Esto existe, a pesar de todo. Hay, a pesar de todo, cosas que se realizan. Ellas están un poco desviadas a la derecha, un poco desviadas a la izquierda, torcidas, farfullantes y más o menos mierdosas, pero son, a pesar de todo, cosas que, en cierto momento, podemos reunir bajo ese conjunto, en tal o cual momento: Esto iba en el sentido de realizar mi deseo.

Pero si les pido articular lo que quiere decir «realizar su deseo», apuesto a que no lo articularán fácilmente. Sin embargo, si me es permitido —yo cruzaré esto con la referencia religiosa a la cual me he adelantado hoy—, valerme de esta formidable creación de humor negro que la religión a la cual me referí hace un rato, la que tenemos ahí tan viva, la religión cristiana, ha promovido bajo el nombre de juicio final, simplemente. Les planteo la cuestión de saber si eso no es una de las cuestiones que debemos proyectar como en su lugar más conveniente —lugar de juicio final, la cuestión de saber si ese día del juicio final lo que podremos decir sobre ese sujeto, lo que en nuestra única experiencia, habremos hecho en ese sentido de realizar nuestro deseo, no pesara tanto como aquella que no la refuta en ningún grado, que no la contrabalancea de ningún modo, esto es, de saber si habremos, o no, hecho lo que se llama el bien.

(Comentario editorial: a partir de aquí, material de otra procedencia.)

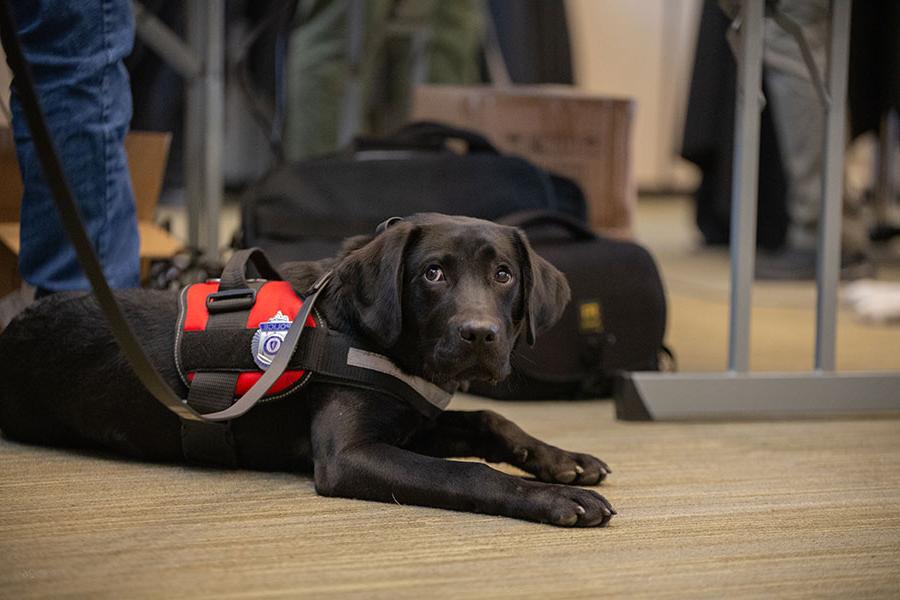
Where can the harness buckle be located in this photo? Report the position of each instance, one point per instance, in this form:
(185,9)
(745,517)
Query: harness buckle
(229,300)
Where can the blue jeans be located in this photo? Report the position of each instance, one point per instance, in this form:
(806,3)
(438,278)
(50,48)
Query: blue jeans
(76,50)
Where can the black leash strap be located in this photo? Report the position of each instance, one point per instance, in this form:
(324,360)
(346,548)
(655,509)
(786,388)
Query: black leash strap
(124,335)
(65,203)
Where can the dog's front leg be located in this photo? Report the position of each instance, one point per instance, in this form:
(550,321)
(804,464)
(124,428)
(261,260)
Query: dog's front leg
(486,434)
(351,461)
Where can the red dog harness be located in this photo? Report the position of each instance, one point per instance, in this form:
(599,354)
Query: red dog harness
(268,320)
(230,340)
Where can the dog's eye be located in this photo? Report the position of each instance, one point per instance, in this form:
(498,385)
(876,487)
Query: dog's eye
(434,273)
(503,275)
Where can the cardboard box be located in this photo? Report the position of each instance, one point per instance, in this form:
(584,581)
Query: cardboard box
(147,155)
(576,134)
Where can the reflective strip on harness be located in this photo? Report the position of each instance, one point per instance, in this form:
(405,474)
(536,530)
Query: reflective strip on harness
(435,396)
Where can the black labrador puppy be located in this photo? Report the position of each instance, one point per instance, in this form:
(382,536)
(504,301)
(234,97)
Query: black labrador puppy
(447,298)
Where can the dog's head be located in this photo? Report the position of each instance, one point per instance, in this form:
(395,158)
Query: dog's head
(449,297)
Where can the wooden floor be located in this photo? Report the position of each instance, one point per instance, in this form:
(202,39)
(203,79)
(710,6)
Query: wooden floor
(786,509)
(798,509)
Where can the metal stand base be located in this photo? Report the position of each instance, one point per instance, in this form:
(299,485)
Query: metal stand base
(720,396)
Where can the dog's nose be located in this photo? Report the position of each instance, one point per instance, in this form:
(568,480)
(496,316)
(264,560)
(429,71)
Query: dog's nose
(479,332)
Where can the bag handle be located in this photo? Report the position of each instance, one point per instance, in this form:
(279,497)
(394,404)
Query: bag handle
(426,135)
(535,218)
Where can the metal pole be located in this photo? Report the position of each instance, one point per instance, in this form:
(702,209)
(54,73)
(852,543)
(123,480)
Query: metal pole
(194,124)
(351,108)
(166,44)
(214,121)
(744,182)
(829,245)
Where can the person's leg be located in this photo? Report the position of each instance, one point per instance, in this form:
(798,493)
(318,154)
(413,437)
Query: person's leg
(319,73)
(799,118)
(76,51)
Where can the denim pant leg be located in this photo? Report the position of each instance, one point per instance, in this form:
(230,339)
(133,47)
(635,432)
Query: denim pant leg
(76,51)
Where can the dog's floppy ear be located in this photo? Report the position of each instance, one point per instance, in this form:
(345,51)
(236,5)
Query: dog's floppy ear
(545,291)
(371,279)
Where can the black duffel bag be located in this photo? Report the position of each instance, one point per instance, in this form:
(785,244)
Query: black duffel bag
(303,210)
(615,321)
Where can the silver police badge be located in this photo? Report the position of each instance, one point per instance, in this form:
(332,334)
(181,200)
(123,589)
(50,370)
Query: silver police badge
(268,339)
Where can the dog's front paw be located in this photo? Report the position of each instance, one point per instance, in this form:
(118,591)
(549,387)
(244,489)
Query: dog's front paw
(554,465)
(571,506)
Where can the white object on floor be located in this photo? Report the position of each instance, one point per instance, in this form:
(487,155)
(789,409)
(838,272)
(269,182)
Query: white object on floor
(873,301)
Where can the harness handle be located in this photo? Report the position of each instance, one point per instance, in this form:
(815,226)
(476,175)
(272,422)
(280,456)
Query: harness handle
(234,275)
(279,363)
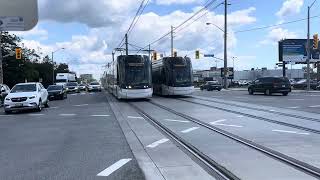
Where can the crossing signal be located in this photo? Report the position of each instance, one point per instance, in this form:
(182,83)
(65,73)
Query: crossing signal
(154,56)
(18,53)
(315,41)
(197,54)
(175,54)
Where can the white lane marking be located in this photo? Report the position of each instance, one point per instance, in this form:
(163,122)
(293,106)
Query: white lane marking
(35,114)
(135,117)
(315,106)
(229,125)
(190,129)
(292,132)
(217,121)
(157,143)
(174,120)
(67,114)
(100,115)
(293,107)
(80,105)
(114,167)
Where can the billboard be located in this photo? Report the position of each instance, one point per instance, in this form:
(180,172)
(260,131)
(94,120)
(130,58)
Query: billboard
(294,50)
(18,15)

Pero volvamos sobre nuestra fórmula, nuestra estructura del deseo, para ver eso que, de hecho, no es solamente la función del objeto, como he tratado de articularla hace dos años, ni tampoco la del sujeto en tanto que he tratado de mostrarles que se distingue en ese punto clave del deseo por ese desvanecimiento del sujeto en tanto que tiene que nombrarse como tal, sino en la correlación que liga uno al otro, que hace que el objeto, en esta función, precisamente, de significar ese punto donde el sujeto no puede nombrarse, donde el pudor, diría, es la forma regia de lo que se acuña en los síntomas de la vergüenza y del asco.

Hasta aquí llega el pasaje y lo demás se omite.